Results showed that the model performed slightly better than an existing model at predicting mortality after six and 12 months, either when only five features from an older model were included or when all 48 clinical, laboratory, and demographic features from PRO-ACT were examined.

When data from multiple visits over 2 to 3 months were pooled, predictions for one-year mortality became even more reliable.

The researchers also examined which measures most strongly influenced predictions. The top 10 features included laboratory markers of inflammation, nutritional status, respiratory function, changes in ALS Functional Rating Scale-Revised scores, and body mass index, a measure of body fat.

Even small improvements may be clinically meaningful in high-stakes settings like end-of-life prognostication.

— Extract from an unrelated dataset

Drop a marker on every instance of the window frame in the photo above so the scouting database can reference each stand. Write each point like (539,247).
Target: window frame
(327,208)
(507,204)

When testing if any variables could be removed from the model, the team found that the model could work well with only seven variables. Individually, none of these factors could predict survival with confidence, but together, they allowed the model to work effectively. Limiting the number of variables like this could simplify its use in clinical practice.

The model was compared with the established ENCALS survival prediction algorithm. While ENCALS was easier to use, the new model showed slightly better accuracy in some analyses. These differences were subtle, but “even small improvements may be clinically meaningful in high-stakes settings like end-of-life prognostication,” the researchers wrote.

When tested on additional datasets, including data from a U.S. clinical trial and a Singapore-based observational study, both models performed similarly, supporting their robustness across different populations.

Overall, the findings suggest that machine learning — an arm of artificial intelligence that uses algorithms to enable computers to learn from data, identify patterns, and make decisions or predictions — could be applied to simple clinical measures to support personalized and timely discussions in ALS care.